Excel Sum If Year Equals

calendar_today Asked Jul 5, 2014
thumb_up 7 upvotes
history Updated April 14, 2026

Direct Answer

I believe that you are not entering the formula as an array formula. @Alexandru is right with his comment, in that only the first cell in the range provided is being computed, so…. This is a prose walkthrough, ranked #292nd of 303 by community upvote score, from 2014.


The Problem (Q-score 4, ranked #292nd of 303 in the Excel VBA archive)

The scenario as originally posted in 2014

I got two columns of data;

A:

12/31/2013

12/30/2013

12/29/2013

12/28/2013

12/27/2013

12/26/2012

B:

10

10

10

10

10

5

my formula is : =SUM(IF(YEAR(G6:G11)=2013,H6:H11,0),0)

in the wizard the answer is 50

but when I hit enter, it displays 55 on the page.

Any thoughts?

SOLUTION:
While writing formula, press “ctrl + shift + enter”
Thank you

Why community consensus is tight on this one

Across 303 Excel VBA entries in the archive, the accepted answer here holds niche answer (below median) status — meaning voters are unusually aligned on the right fix.


The Verified Solution — niche answer (below median) (+7)

Verbal answer — walkthrough without a code block

Note: the verified answer is a prose walkthrough. If you need a runnable sample, check Excel VBA entries ranked in the top 10 of the same archive.

I believe that you are not entering the formula as an array formula. @Alexandru is right with his comment, in that only the first cell in the range provided is being computed, so that you have YEAR(G2)=2013, which is true, and you get the sum of the whole range H6:H11.

Some workarounds:

  • You array enter the formula. This will require you to press and hold Ctrl+Shift and then press Enter.

  • Use a formula that automatically considers the input as array, such as SUMPRODUCT:

    =SUMPRODUCT((YEAR(G6:G11)=2013)*H6:H11)
    
  • Change your logic for this sum and use SUMIFS, by using the first and last dates of the year as boundaries:

    =SUMIFS(H6:H11,G6:G11,">=01-Jan-2013",G6:G11,"<=31-Dec-2013")
    


When to Use It — classic (2013–2016)

Ranked #292nd in its category — specialized fit

This pattern sits in the 98% tail relative to the top answer. Reach for it when your scenario closely matches the question title; otherwise browse the Excel VBA archive for a higher-consensus alternative.

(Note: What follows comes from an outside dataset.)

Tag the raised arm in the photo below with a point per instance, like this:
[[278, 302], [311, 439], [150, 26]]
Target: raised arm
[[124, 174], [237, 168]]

What changed between 2014 and 2026

The answer is 12 years old. The Excel VBA object model has been stable across Office 2013, 2016, 2019, 2021, 365, and 2024/2026 LTSC, so the pattern still compiles. Changes that might affect you: 64-bit API declarations (use PtrSafe), blocked macros in downloaded files (Mark-of-the-Web), and the shift toward Office Scripts for web-first workflows.

help
Frequently Asked Questions

This is a below-median answer — when does it still fit?
expand_more

Answer score +7 vs the Excel VBA archive median ~4; this entry is niche. The score plus 4 supporting upvotes on the question itself (+4) means the asker and 6 subsequent voters all validated the approach.

The answer has no code block — how do I turn it into a snippet?
expand_more

Use the walkthrough above as a checklist, then open a top-10 Excel VBA archive entry for a concrete starting template you can adapt.

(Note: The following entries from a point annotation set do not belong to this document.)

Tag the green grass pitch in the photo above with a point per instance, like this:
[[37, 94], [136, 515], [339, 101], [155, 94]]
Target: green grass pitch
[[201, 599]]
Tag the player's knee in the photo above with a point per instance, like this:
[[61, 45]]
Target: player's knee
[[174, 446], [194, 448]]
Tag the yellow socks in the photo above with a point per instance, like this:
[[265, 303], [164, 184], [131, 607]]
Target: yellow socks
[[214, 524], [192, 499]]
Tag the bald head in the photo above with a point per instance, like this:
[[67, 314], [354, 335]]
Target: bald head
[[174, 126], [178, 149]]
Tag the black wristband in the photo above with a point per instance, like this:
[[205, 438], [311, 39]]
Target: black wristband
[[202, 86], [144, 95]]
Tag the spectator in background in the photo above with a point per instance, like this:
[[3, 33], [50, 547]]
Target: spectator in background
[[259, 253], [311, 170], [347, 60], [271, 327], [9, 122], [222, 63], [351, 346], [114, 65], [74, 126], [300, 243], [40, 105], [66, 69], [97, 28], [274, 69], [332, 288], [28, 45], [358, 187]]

Published around 2014 — what’s changed since?
expand_more

Published 2014, which is 12 year(s) before today’s Office 2026 build. The Excel VBA object model has had no breaking changes in that window. Three things to re-test: (1) blocked macros on downloaded files (Mark-of-the-Web), (2) 64-bit API declarations (PtrSafe, LongPtr), (3) any shift toward Office Scripts for web scenarios.

Which Excel VBA pattern ranks just above this one at #291?
expand_more

The pattern one rank above is “Pandas: Reading Excel with merged cells”. If your use case overlaps, compare both before committing.

Data source: Community-verified Q&A snapshot. Q-score 4, Answer-score 7, original post 2014, ranked #292nd of 303 in the Excel VBA archive. Last regenerated April 14, 2026.